Was it an effort to write some of ’em? I know that getting so internal with your songs, I wouldn’t say that it’s a new avenue in your writing, but you’ve certainly immersed yourself more in it this time around.
I don’t know if it’s ever really much of an effort because I feel like when it gets to be too much of an effort, it’s not worth it. Either it comes naturally or if you have to work too much at it, it might be false. I think a few songs, maybe I didn’t write the last verse for a couple weeks or somethin’? That would be the extent of working at it. But usually, the first initial burst of inspiration happens pretty quick.
“Phantom Limb” and “Black Mood” are both very visceral tracks. I think they’ve got some hard textures and sometimes a little bit of disturbing imagery in there. Going back to the question I just asked about bringing that internal emotion out, you’ve talked about a door that you had to break down as a writer to get more personal. What do you do when you’re confronting that? Do you decide, “Am I gonna go this far? Am I not gonna go this far? And if I don’t, how do I get the point across?”
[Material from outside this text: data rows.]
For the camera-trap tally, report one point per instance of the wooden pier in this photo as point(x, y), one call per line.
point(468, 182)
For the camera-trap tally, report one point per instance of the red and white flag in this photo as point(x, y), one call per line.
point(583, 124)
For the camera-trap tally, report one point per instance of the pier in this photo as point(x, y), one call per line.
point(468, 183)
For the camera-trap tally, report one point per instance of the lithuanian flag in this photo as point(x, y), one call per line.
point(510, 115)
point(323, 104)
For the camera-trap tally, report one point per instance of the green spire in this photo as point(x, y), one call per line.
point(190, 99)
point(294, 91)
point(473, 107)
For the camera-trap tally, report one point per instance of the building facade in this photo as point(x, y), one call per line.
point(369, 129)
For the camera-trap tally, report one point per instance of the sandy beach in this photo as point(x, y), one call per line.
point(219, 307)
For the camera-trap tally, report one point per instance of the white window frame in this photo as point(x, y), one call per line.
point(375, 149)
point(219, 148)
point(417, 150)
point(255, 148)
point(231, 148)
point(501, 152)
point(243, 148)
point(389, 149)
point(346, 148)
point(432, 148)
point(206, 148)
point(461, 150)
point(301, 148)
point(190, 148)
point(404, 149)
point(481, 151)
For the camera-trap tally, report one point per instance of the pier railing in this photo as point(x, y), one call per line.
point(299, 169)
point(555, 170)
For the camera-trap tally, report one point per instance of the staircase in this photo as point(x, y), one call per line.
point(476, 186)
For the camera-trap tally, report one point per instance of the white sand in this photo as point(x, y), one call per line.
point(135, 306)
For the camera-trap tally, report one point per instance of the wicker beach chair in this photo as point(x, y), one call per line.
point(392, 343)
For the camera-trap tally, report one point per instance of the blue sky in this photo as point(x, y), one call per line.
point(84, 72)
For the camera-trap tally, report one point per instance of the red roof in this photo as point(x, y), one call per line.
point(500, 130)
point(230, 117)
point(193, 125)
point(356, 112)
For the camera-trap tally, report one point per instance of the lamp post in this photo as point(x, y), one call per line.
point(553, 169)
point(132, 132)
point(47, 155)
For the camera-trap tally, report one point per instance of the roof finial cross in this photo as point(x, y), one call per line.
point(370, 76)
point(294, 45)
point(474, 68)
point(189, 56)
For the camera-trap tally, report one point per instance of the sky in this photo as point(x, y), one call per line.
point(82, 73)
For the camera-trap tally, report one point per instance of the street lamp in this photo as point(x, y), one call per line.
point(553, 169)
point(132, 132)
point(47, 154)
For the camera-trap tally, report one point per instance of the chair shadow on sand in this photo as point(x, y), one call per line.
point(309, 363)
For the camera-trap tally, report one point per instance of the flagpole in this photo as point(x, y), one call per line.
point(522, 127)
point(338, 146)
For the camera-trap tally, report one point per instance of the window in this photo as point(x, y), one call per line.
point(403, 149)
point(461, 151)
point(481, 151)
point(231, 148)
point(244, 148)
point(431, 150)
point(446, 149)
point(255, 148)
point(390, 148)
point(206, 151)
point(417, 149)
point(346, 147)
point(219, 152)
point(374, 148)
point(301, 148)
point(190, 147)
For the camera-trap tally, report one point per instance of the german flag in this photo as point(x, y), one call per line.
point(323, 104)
Maybe a little bit of self-consciousness comes into play. But I think also if I feel like I wanna do something, it’s a matter of making it honest. I figured writing about myself would be the most honest thing I could do. I was more in trepidation about whether people would give a shit (laughs), you know? I’m not a very popular musician, so writing about myself might seem a little self-serving, but I figured if there’s some truth in what I’m going through, there’s probably truth in it to other people too.
That’s interesting that you would say that though because I think at the top of the list of the many artists that I’ve spoken with since the pandemic began, you have endured and been through– even before the pandemic– so many different things. To be able to articulate that and put it into a song and then make an album, I feel like you in some ways have chronicled this period of time– whether you intended to or not– better than almost anyone.
Well, thanks, man! Hopefully, it’s not just a pandemic that will inspire this kind of deep running around in your subconscious, but…
Oh, well, we have so many other things! We have war now!
Oh yeah, I know… I tend to always be there a little bit. I try to put some brevity on every record, but there’s some dark spots too.